AI is Really Bad for the Environment
Have you ever thought, “I wish I didn’t have to write this email?" Everyone has had this thought at some point or another. You could get AI to write it, or you could be a real person, suck it up, and write it yourself. If you, dear reader, cannot tell, I have a problem with artificial intelligence. Why? Because every question or prompt you give to artificial intelligence costs 500 ml of drinking water. Just pour it down the drain. For what? A two-sentence e-mail? Are we being so for real right now?
How does this work? Well, AI uses supercomputers to operate, and believe it or not, they’re based in Iowa. The supercomputers use about as much electricity as 180,000 households in the United States daily. That amount of electricity generates a crazy amount of heat, which needs water to be cooled down. Currently, over 1 billion people in the world’s population do not have adequate access to water, and over 2 billion lack access about one month out of the year. Also, over 2 billion people lack access to clean water. There is simply not enough water to support our population. With the current rate of artificial intelligence development by Google, Microsoft, and Meta, Forbes predicts the total water usage to develop these technologies will reach 6.6 billion meters cubed or about 1.5 trillion gallons.

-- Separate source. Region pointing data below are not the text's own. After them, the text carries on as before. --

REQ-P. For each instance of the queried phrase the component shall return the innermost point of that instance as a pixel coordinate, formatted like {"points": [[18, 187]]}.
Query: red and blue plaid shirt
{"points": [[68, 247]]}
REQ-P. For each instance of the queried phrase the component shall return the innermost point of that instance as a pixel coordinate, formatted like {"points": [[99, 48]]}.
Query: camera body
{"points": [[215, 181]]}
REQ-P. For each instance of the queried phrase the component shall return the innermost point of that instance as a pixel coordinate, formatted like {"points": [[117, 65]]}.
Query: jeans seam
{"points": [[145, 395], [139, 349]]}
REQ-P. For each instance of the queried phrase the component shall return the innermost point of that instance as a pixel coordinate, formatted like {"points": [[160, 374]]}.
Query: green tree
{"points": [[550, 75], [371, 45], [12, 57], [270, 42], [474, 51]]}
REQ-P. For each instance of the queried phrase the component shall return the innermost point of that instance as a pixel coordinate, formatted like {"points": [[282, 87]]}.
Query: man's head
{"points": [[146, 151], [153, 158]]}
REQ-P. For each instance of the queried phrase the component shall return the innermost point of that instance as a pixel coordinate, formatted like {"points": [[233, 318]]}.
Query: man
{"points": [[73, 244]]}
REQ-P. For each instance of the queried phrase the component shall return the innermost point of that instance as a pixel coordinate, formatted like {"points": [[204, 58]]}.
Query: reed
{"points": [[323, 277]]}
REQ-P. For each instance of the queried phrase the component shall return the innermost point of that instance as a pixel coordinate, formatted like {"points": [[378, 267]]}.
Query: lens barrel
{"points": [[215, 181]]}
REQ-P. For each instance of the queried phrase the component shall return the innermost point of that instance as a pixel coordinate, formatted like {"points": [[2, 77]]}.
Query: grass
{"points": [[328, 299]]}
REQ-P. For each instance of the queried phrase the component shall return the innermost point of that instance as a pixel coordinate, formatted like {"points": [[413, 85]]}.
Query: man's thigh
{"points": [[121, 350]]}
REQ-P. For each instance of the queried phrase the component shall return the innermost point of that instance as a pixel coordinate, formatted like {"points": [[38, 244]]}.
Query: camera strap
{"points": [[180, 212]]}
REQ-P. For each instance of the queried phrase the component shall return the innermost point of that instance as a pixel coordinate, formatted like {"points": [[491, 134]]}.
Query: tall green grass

There are a few instances where I can justify the use of artificial intelligence. One of those instances (and it honestly might be the only instance) is for medical research, genome tracking, and early cancer detection.
I understand this might be a controversial take, but it’s what I believe. I think about university students today, and how cheating is simply out of control. I graduated from university almost a year ago and escaped the AI epidemic by the skin of my teeth. I had a professor, Bobby Lepak, who gave my integrated business core program a lecture on the current state of higher education. Lepak told a group of 19, 20, and 21-year-old students in 2022 that our group was the worst he’d ever seen. He had never seen a group of kids so reliant on cheating and substance abuse to move through higher education. A ton of students in the business college with GPAs of 3.5 or higher had been dishonest in earning their spots on the Dean’s and President’s List. Institutions of higher education felt more and more like sleepaway camps for rich kids. Something has got to give with this because those kids will graduate without actually learning anything, leaving the world with the most unequipped generation of young professionals.
Lepak’s words have stuck with me and I see it everywhere on social media nowadays. Using AI to write your papers, using AI to write your emails, summarazie your texts, summarize academic publications. Are we joking? This is what we’re wasting water on?